Desires Of Your Heart
Recently I was asked to speak to a group of women. Some of you who have known me for a long time are already thinking that I said no. For the first time in 43 years, I was actually excited! Yes, a little nervous but for the first time, since eighth grade, I was excited! As I prepared for the talk I was reminded of a time when I was 17 - four years into my fear of public speaking. I only remembered this about two years ago and kept it inside and quiet until recently.
When I was 17, I was reading an article about MADD - Mothers against drunk driving. This mother was taking her heartbreak to schools to teach youth about drunk driving. I remember thinking, “I wish I believed in something so strong that I could stand up in front of people.” I have found that something and He has given me His boldness! I am blown away with the ways God has used me. I am in shock that people are calling me to speak - He just snuck that right in there. Me speaking is an impossibility but He is a God of impossibilities! Don’t forget that! If you think something is impossible, nothing is impossible with God! Matthew 19: 26, "But Jesus looked at them and said to them, 'With men this is impossible, but with God all things are possible.'” Luke 1: 37, "For nothing will be impossible with God." Mark 10: 27, "But Jesus looked at them and said, 'With men it is impossible, but not with God; for with God all things are possible.'”

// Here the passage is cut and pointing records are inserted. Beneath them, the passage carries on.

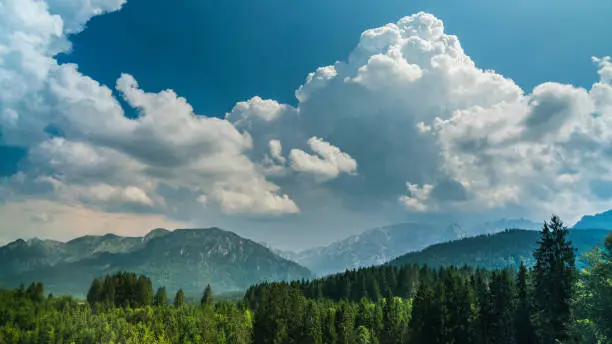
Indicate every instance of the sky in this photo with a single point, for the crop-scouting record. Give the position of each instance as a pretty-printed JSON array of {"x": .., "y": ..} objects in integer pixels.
[{"x": 297, "y": 124}]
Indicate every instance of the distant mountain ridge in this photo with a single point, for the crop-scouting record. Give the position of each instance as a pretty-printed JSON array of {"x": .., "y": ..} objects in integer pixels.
[
  {"x": 493, "y": 251},
  {"x": 183, "y": 258},
  {"x": 597, "y": 221},
  {"x": 379, "y": 245}
]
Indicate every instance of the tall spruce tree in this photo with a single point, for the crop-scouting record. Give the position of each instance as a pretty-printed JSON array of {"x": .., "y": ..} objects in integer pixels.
[
  {"x": 161, "y": 298},
  {"x": 179, "y": 299},
  {"x": 554, "y": 275},
  {"x": 523, "y": 328},
  {"x": 207, "y": 299},
  {"x": 94, "y": 295}
]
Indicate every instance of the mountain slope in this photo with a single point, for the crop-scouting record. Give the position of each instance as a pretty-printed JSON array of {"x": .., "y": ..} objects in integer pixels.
[
  {"x": 499, "y": 250},
  {"x": 379, "y": 245},
  {"x": 597, "y": 221},
  {"x": 184, "y": 258}
]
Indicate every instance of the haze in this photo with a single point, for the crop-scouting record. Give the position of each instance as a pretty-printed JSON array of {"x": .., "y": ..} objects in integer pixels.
[{"x": 301, "y": 129}]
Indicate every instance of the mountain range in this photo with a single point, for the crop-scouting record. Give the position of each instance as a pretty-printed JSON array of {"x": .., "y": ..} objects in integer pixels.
[
  {"x": 379, "y": 245},
  {"x": 183, "y": 258},
  {"x": 493, "y": 251}
]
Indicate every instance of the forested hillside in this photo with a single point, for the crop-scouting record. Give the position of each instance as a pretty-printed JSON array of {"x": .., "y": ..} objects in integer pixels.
[
  {"x": 183, "y": 258},
  {"x": 552, "y": 302},
  {"x": 495, "y": 251}
]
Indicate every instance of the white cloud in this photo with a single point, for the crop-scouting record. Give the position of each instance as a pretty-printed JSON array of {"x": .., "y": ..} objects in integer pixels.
[
  {"x": 409, "y": 108},
  {"x": 329, "y": 162},
  {"x": 103, "y": 158},
  {"x": 419, "y": 195}
]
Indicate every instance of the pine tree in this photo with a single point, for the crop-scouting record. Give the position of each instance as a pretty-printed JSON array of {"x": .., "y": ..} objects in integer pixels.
[
  {"x": 554, "y": 274},
  {"x": 179, "y": 299},
  {"x": 524, "y": 331},
  {"x": 161, "y": 298},
  {"x": 502, "y": 302},
  {"x": 207, "y": 299},
  {"x": 95, "y": 292},
  {"x": 426, "y": 321}
]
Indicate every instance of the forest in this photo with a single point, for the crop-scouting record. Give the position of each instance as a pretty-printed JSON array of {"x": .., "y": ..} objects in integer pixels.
[{"x": 549, "y": 301}]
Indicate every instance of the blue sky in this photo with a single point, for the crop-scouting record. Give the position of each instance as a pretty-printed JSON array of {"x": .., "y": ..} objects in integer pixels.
[
  {"x": 216, "y": 53},
  {"x": 408, "y": 126}
]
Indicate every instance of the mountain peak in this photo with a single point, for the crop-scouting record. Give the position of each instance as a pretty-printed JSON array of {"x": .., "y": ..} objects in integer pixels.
[{"x": 155, "y": 233}]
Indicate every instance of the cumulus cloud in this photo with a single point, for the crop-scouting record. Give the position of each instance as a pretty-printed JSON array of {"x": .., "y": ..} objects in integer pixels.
[
  {"x": 329, "y": 162},
  {"x": 409, "y": 118},
  {"x": 100, "y": 157}
]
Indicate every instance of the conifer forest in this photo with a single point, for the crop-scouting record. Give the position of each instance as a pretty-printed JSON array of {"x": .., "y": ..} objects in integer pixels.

That night as I was crying about being so scared of speaking in front of people. It was exhausting always running. It was exhausting trying to always find out what might be around the corner. I wished I could speak in front of people. God told me that day that one day I would speak in front of large crowds. I never believed Him. Or maybe I just ran. Maybe I buried it. I do not know what the future holds but I know that with God there is peace, healing and restoration.
God knew when I was 17 that I would be given opportunities to speak. And He knew I would finally come to the table, excited and trusting Him! It makes Psalm 37: 4-5 come alive, “Delight yourself also in the Lord, And He shall give you the desires of your heart. Commit your way to the Lord, Trust also in Him, And He shall bring it to pass." You know, when I said I wished I could speak in front of people, I never thought of that being a desire of my heart! But I did commit and I am still learning to trust and He brought it to pass!
When God heard me say, "I wish I believed in something so strong that I could stand in front of people and speak", He heard me. And for 43 years He has pushed me to take baby steps to get to the desire of my heart. Until I prepared for the most recent ladies tea, I had never realized that the thing that brought me the most fear was the desire of my heart! Baby steps for 43 years but He brought it to pass!